Nell put her hand to her cheek and rubbed, but her mother said, ‘No, not there, under your eyes. You look as if you’ve got two black eyes!’

‘Oh,’ Nell said, smoothing her eyelids. ‘It’s all these town chimneys belching out smoke. I was covered in it ’other day.’

Bella said nothing, but she had inadvertently caught Nell slipping out of the side door one day, and had noticed that her lips and cheeks were rosy not from the heat of a fire but from powdered rouge and her eyes were outlined in black.

Where’s she going, she wondered; is she meeting someone and should I tell Ma? She decided against it, because they were all busy trying to get everything ready for the opening and preparing for Henry’s first day at school.

Reuben Jacobs had suggested a dame school in Myton Street, which adjoined Anne Street. ‘Once he is used to being there, he will be able to go by himself,’ he said. ‘He will learn independence.’

Bella was uncertain about that; she was very cautious about allowing Henry to go anywhere alone, but her mother said that was nonsense. ‘You all went to ’village school on your own. I onny ever took you on ’first day.’

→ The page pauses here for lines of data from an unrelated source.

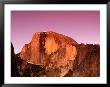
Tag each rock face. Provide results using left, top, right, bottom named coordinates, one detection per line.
left=20, top=31, right=78, bottom=76
left=65, top=44, right=100, bottom=77
left=11, top=31, right=100, bottom=77
left=11, top=43, right=19, bottom=77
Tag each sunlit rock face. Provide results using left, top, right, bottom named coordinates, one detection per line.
left=20, top=31, right=78, bottom=76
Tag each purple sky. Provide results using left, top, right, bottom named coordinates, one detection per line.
left=11, top=11, right=100, bottom=53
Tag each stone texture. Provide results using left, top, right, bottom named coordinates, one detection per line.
left=20, top=31, right=78, bottom=76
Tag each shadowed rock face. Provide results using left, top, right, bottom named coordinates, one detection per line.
left=11, top=43, right=19, bottom=77
left=65, top=44, right=100, bottom=77
left=20, top=32, right=78, bottom=76
left=11, top=32, right=100, bottom=77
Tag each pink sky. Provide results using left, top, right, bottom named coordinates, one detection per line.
left=11, top=11, right=100, bottom=53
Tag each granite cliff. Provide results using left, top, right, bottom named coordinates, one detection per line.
left=11, top=31, right=100, bottom=77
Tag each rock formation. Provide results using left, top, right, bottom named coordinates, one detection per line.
left=11, top=31, right=100, bottom=77
left=20, top=31, right=78, bottom=76
left=11, top=43, right=19, bottom=77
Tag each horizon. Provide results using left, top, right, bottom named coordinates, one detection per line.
left=11, top=11, right=100, bottom=53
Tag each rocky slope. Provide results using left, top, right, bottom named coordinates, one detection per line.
left=20, top=31, right=78, bottom=76
left=11, top=31, right=100, bottom=77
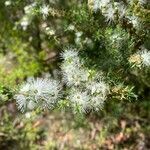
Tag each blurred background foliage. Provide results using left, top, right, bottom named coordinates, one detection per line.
left=0, top=0, right=150, bottom=150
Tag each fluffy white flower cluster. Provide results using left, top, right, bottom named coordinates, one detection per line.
left=15, top=78, right=62, bottom=112
left=61, top=49, right=108, bottom=112
left=140, top=48, right=150, bottom=67
left=20, top=2, right=37, bottom=30
left=40, top=4, right=49, bottom=19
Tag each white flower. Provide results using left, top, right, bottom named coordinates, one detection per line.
left=15, top=78, right=61, bottom=112
left=67, top=24, right=75, bottom=31
left=93, top=0, right=101, bottom=11
left=40, top=5, right=49, bottom=18
left=103, top=5, right=116, bottom=23
left=88, top=81, right=108, bottom=97
left=128, top=16, right=140, bottom=28
left=90, top=95, right=106, bottom=111
left=69, top=89, right=90, bottom=112
left=20, top=16, right=30, bottom=30
left=45, top=27, right=55, bottom=36
left=60, top=48, right=79, bottom=62
left=117, top=3, right=127, bottom=18
left=100, top=0, right=110, bottom=7
left=25, top=112, right=31, bottom=119
left=140, top=49, right=150, bottom=66
left=24, top=3, right=36, bottom=15
left=139, top=0, right=147, bottom=5
left=76, top=32, right=83, bottom=37
left=5, top=1, right=11, bottom=6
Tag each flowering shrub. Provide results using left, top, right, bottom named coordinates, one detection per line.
left=0, top=0, right=150, bottom=113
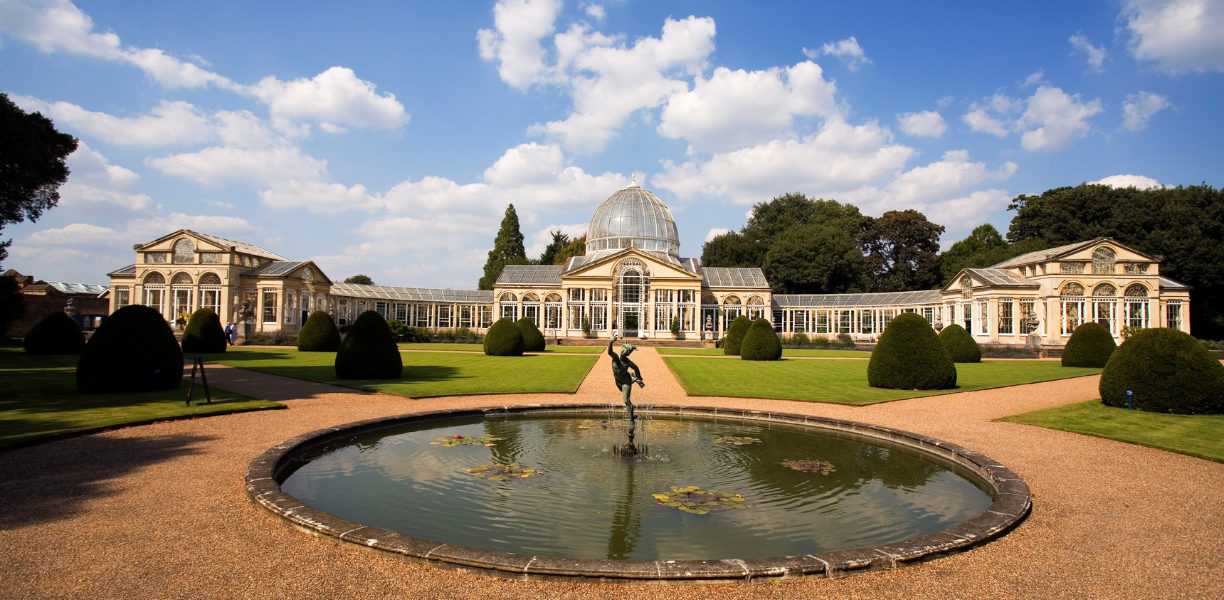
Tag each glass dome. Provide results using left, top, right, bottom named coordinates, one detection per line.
left=586, top=182, right=681, bottom=262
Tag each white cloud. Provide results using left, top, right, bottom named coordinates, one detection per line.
left=657, top=61, right=841, bottom=152
left=147, top=146, right=327, bottom=185
left=1067, top=33, right=1109, bottom=73
left=1122, top=92, right=1173, bottom=131
left=803, top=36, right=871, bottom=72
left=247, top=66, right=410, bottom=132
left=1121, top=0, right=1224, bottom=75
left=1089, top=175, right=1164, bottom=190
left=897, top=110, right=947, bottom=137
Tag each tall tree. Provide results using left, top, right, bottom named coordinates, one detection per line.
left=1007, top=184, right=1224, bottom=339
left=540, top=229, right=569, bottom=264
left=479, top=204, right=529, bottom=289
left=761, top=223, right=865, bottom=294
left=858, top=209, right=944, bottom=291
left=0, top=93, right=77, bottom=262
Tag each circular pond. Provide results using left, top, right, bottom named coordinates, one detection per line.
left=248, top=407, right=1028, bottom=579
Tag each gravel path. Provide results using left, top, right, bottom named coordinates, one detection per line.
left=0, top=348, right=1224, bottom=600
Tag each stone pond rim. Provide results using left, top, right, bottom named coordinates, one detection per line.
left=246, top=404, right=1032, bottom=583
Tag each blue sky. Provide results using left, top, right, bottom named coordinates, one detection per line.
left=0, top=0, right=1224, bottom=288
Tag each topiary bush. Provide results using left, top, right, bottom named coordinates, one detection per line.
left=1062, top=321, right=1118, bottom=369
left=77, top=305, right=182, bottom=394
left=297, top=311, right=340, bottom=353
left=485, top=318, right=523, bottom=356
left=940, top=325, right=982, bottom=362
left=182, top=309, right=229, bottom=354
left=722, top=315, right=753, bottom=356
left=21, top=312, right=84, bottom=354
left=1098, top=328, right=1224, bottom=415
left=867, top=312, right=963, bottom=389
left=335, top=311, right=404, bottom=380
left=514, top=317, right=545, bottom=353
left=739, top=318, right=782, bottom=360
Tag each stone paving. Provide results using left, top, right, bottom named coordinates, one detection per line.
left=0, top=348, right=1224, bottom=600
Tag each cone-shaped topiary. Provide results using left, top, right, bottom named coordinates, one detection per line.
left=739, top=318, right=782, bottom=360
left=722, top=315, right=753, bottom=356
left=335, top=311, right=404, bottom=380
left=22, top=312, right=84, bottom=354
left=485, top=318, right=523, bottom=356
left=297, top=311, right=340, bottom=353
left=1062, top=321, right=1118, bottom=369
left=1098, top=328, right=1224, bottom=415
left=867, top=312, right=963, bottom=389
left=514, top=317, right=543, bottom=353
left=939, top=324, right=982, bottom=362
left=182, top=309, right=229, bottom=354
left=77, top=304, right=182, bottom=394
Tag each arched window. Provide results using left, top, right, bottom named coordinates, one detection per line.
left=1092, top=246, right=1118, bottom=276
left=174, top=238, right=196, bottom=264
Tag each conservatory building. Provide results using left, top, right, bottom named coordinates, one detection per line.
left=110, top=184, right=1190, bottom=347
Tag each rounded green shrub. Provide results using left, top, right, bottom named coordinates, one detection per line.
left=940, top=325, right=982, bottom=362
left=77, top=304, right=182, bottom=394
left=1098, top=328, right=1224, bottom=415
left=335, top=311, right=404, bottom=380
left=867, top=312, right=963, bottom=389
left=1062, top=321, right=1118, bottom=369
left=297, top=311, right=340, bottom=353
left=182, top=309, right=229, bottom=354
left=739, top=318, right=782, bottom=360
left=22, top=312, right=84, bottom=354
left=514, top=317, right=545, bottom=353
left=485, top=318, right=523, bottom=356
left=722, top=315, right=753, bottom=356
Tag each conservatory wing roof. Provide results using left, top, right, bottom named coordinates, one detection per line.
left=332, top=283, right=493, bottom=304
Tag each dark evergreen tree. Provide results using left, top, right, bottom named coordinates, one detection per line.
left=477, top=204, right=529, bottom=289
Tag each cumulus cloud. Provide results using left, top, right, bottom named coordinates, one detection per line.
left=1122, top=92, right=1173, bottom=131
left=803, top=36, right=871, bottom=72
left=1121, top=0, right=1224, bottom=75
left=897, top=110, right=947, bottom=137
left=1089, top=175, right=1164, bottom=190
left=1067, top=33, right=1109, bottom=73
left=657, top=61, right=841, bottom=152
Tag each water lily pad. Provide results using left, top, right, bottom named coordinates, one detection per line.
left=714, top=436, right=761, bottom=446
left=652, top=485, right=748, bottom=514
left=430, top=436, right=501, bottom=448
left=782, top=460, right=835, bottom=475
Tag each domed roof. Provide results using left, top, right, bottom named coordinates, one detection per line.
left=584, top=182, right=681, bottom=262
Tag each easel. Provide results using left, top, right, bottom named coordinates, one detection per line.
left=187, top=354, right=213, bottom=407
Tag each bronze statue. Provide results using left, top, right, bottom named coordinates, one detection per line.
left=608, top=333, right=646, bottom=456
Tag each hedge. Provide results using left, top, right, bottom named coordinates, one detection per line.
left=739, top=318, right=782, bottom=360
left=1062, top=321, right=1118, bottom=369
left=297, top=311, right=341, bottom=353
left=335, top=311, right=404, bottom=380
left=939, top=324, right=982, bottom=362
left=867, top=312, right=963, bottom=389
left=21, top=312, right=84, bottom=354
left=485, top=318, right=523, bottom=356
left=1098, top=328, right=1224, bottom=415
left=76, top=304, right=182, bottom=393
left=182, top=309, right=229, bottom=354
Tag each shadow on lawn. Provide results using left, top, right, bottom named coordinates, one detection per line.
left=0, top=435, right=212, bottom=529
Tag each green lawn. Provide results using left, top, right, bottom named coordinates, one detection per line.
left=0, top=348, right=284, bottom=448
left=663, top=356, right=1100, bottom=404
left=657, top=348, right=871, bottom=359
left=999, top=400, right=1224, bottom=463
left=399, top=343, right=606, bottom=354
left=204, top=344, right=597, bottom=398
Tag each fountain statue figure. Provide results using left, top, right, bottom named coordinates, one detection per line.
left=608, top=333, right=646, bottom=456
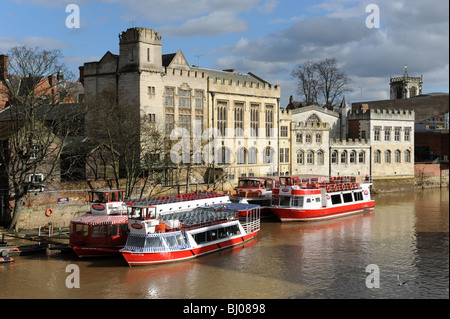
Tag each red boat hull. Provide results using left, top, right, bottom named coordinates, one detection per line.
left=271, top=200, right=375, bottom=222
left=122, top=232, right=258, bottom=266
left=72, top=246, right=122, bottom=258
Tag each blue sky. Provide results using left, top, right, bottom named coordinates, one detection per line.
left=0, top=0, right=449, bottom=106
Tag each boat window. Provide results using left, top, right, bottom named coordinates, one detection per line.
left=342, top=193, right=353, bottom=203
left=331, top=194, right=342, bottom=205
left=292, top=196, right=303, bottom=207
left=354, top=192, right=363, bottom=201
left=89, top=192, right=108, bottom=203
left=75, top=224, right=89, bottom=236
left=145, top=236, right=163, bottom=248
left=106, top=224, right=118, bottom=237
left=91, top=225, right=105, bottom=237
left=119, top=223, right=128, bottom=236
left=280, top=196, right=291, bottom=206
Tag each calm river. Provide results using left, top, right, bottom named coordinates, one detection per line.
left=0, top=188, right=449, bottom=299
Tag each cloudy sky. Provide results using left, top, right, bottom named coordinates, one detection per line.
left=0, top=0, right=449, bottom=106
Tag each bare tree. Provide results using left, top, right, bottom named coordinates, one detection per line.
left=0, top=46, right=83, bottom=231
left=291, top=58, right=352, bottom=109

‘That was different, Ma,’ Bella said. ‘We already knew ’village bairns, and when I first started I used to follow Joe and William into ’classroom. This will be a much bigger school, with more pupils, and Henry won’t know anybody. He can’t come home on his own.’

‘For goodness’ sake,’ Sarah said impatiently. ‘It’s onny up ’street. Course he can go on his own, can’t you, Henry?’

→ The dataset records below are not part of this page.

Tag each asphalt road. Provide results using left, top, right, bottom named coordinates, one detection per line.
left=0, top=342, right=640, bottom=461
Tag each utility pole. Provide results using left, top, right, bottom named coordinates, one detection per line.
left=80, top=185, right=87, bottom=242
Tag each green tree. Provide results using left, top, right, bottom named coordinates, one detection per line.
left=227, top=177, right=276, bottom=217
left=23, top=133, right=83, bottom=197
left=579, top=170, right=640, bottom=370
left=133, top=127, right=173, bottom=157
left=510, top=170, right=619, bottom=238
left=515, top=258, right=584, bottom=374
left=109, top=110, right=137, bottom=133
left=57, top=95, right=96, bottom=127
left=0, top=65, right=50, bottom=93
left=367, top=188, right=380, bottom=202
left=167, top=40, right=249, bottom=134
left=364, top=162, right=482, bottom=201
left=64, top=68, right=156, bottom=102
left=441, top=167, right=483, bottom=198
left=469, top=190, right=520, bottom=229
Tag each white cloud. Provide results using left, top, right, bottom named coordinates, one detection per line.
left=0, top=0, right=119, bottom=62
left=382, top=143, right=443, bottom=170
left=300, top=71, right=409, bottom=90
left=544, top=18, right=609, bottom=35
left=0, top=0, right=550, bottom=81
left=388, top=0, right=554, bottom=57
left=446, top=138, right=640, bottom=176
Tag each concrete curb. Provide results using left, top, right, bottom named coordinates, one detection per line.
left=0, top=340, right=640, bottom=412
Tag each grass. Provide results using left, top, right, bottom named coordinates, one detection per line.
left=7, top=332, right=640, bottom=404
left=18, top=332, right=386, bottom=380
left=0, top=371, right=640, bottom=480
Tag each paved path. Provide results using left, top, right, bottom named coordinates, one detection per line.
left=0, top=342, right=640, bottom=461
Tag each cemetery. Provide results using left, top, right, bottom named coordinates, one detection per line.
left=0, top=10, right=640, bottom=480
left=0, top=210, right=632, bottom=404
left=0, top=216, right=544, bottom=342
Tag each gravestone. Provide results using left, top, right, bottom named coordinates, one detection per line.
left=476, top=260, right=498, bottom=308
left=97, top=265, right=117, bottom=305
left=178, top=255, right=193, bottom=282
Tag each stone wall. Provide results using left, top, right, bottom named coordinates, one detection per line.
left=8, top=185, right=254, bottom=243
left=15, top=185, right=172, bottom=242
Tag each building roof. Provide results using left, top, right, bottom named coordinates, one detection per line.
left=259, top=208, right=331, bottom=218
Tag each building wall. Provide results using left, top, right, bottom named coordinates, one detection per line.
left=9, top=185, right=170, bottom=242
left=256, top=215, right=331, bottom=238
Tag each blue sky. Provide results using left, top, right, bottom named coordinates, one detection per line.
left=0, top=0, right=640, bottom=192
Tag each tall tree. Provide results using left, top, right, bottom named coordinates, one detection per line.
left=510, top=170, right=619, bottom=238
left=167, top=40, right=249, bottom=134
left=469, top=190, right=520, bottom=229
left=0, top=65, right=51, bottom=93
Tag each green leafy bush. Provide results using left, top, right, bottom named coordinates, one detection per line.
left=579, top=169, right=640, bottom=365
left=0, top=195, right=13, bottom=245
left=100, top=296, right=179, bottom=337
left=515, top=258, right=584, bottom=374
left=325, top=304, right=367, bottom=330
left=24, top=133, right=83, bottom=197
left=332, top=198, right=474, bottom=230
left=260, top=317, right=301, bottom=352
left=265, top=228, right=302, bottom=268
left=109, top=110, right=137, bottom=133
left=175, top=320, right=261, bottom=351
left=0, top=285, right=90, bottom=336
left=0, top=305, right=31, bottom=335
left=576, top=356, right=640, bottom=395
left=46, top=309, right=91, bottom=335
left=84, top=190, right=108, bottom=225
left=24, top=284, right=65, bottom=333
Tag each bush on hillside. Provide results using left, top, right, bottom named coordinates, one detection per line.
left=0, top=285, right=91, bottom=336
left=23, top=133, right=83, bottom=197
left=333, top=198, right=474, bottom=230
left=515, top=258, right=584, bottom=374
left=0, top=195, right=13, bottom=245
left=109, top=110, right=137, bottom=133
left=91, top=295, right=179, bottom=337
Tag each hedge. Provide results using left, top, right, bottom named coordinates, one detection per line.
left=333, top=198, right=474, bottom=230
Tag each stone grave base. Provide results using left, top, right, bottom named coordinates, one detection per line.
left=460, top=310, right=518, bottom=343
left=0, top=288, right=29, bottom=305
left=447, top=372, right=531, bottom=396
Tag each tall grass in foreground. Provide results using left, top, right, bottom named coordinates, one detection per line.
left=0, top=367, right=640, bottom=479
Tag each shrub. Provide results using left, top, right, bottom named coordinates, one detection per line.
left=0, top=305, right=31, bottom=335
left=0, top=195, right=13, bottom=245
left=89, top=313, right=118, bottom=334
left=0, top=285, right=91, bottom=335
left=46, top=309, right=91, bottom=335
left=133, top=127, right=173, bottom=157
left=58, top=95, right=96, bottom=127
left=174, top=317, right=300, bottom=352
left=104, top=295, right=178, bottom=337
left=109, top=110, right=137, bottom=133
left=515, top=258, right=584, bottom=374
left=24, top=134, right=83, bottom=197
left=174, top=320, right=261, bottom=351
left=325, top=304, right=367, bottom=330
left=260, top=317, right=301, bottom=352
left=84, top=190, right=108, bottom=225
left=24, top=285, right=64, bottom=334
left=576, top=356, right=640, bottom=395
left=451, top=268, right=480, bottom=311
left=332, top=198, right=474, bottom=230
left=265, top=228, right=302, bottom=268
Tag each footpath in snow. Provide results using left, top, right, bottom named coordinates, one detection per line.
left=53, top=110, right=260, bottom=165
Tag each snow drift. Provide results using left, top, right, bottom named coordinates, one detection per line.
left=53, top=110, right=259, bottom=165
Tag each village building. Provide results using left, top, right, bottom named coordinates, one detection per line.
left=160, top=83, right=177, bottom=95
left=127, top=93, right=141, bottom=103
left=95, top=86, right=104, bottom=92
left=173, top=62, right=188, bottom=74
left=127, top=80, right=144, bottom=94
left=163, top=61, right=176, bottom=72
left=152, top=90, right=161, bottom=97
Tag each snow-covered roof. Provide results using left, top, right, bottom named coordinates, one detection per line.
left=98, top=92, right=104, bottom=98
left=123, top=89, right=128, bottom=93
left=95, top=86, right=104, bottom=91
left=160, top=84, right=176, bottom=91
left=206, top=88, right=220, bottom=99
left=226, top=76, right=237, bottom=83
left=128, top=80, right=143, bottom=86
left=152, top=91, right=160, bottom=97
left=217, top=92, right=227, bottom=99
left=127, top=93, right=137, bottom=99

Henry nodded. ‘Yes, I can, but I don’t need to go to school. I can read already and write my name. Bella showed me.’

Bella ruffled his hair. ‘But there’s a lot more to learn, Henry. You’ll learn about history and kings and queens and other countries. You’ll learn a lot more than I can teach you,’ and she thought a little wistfully about lost opportunities and what Jamie Lucan had once said about being a teacher at a dame school.

‘All right,’ Henry agreed. ‘And when I come home I’ll be able to teach you, Bella.’

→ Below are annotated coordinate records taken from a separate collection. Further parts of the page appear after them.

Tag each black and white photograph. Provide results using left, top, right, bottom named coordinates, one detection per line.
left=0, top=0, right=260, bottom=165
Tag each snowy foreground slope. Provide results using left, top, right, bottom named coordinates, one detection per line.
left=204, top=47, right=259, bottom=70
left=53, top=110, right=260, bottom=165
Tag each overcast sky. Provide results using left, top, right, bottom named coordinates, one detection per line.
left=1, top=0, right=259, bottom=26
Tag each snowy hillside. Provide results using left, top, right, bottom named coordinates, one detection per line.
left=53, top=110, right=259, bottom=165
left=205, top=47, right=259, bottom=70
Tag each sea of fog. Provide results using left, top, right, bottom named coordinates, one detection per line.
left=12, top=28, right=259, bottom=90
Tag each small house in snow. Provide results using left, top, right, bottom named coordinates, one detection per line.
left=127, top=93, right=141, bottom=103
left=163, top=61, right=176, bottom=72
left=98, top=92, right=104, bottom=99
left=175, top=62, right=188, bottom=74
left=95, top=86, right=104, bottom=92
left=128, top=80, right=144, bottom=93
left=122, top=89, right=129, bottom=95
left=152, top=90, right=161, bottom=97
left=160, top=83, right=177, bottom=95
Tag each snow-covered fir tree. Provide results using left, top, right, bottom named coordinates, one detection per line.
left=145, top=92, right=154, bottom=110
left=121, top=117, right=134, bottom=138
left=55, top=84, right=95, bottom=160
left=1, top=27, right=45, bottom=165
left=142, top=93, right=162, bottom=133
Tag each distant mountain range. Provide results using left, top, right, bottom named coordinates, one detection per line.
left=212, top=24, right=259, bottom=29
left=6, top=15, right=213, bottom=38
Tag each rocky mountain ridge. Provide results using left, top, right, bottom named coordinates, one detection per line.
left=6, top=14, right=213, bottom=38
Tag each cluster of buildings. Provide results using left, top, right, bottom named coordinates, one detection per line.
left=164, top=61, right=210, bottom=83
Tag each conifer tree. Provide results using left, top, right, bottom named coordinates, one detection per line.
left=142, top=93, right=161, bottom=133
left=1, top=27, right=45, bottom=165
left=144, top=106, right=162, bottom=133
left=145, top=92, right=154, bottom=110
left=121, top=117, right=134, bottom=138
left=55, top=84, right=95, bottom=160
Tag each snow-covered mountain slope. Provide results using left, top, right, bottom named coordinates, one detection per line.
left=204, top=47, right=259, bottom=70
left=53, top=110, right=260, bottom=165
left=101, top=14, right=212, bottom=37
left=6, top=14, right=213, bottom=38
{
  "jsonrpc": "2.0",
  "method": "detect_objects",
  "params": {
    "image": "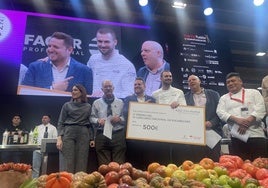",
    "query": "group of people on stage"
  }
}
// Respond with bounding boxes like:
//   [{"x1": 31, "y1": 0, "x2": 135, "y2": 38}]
[
  {"x1": 19, "y1": 28, "x2": 170, "y2": 98},
  {"x1": 5, "y1": 28, "x2": 268, "y2": 176}
]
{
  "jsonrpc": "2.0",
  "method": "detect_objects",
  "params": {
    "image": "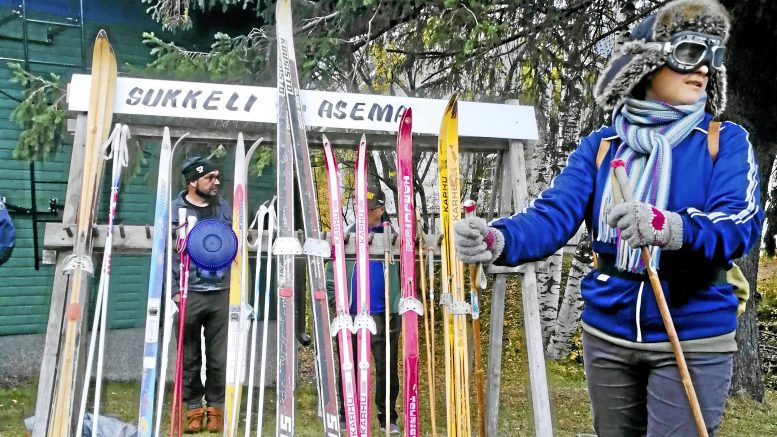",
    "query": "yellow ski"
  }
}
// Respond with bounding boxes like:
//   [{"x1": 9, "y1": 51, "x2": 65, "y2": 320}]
[{"x1": 47, "y1": 30, "x2": 116, "y2": 437}]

‘You will.’ She smiled. ‘And when you become really clever perhaps you could go to ’Grammar School and then to university to be a – doctor or …’ Her voice trailed away as her mother interrupted.

‘Now then, Bella. Don’t be putting daft ideas into his head. We’ve got to accept what and who we are. We’re ordinary working folk. I don’t know a single person of my acquaintance who’s ever become a doctor.’

But I do, Bella thought, and I know that he was a different class from us but why shouldn’t we be able to do ’same if we’re clever enough? Even if she couldn’t achieve what she desired for herself, she would strive to help her little brother to travel any path he wanted.

Friday 16 January was the date of the official opening of the Maritime. Mr Newby, who had come for a final meeting
with
them, suggested that they open at eleven o’clock and invite some notable people from the town. ‘Business people and trade,’ he said. ‘Shopkeepers and those involved in shipping and fishing. Then word will get round that this is once more a respectable establishment. Mr Allen has said he will come too. In fact it was his idea that we formally invite people.’

Sarah agreed. ‘That’s what we want, some decent folk to give it a good name.’

‘Aye, we do,’ Joe butted in. ‘But we want working men as well. They’ll be our bread and butter, not these well-off blokes from out of town.’

Bella was inclined to agree with Joe. But she guessed that the people Mr Newby and his partner wanted to invite would spread the word, and if they were coming then there would be comments in the local newspapers, the
Hull Advertiser
or the
Eastern Morning News
.

‘A mix of customers is what we need,’ she said. ‘We don’t want to exclude anybody. Why don’t we announce on a poster that the official opening is at eleven o’clock and that we’re open for business that night at six and will serve a free slice of fruitcake with ’first glass of ale or spirit?’

Sarah looked askance for a minute. ‘More baking,’ she said. ‘But – well, I allus did it at Christmas at ’Woodman so I suppose I can do it again.’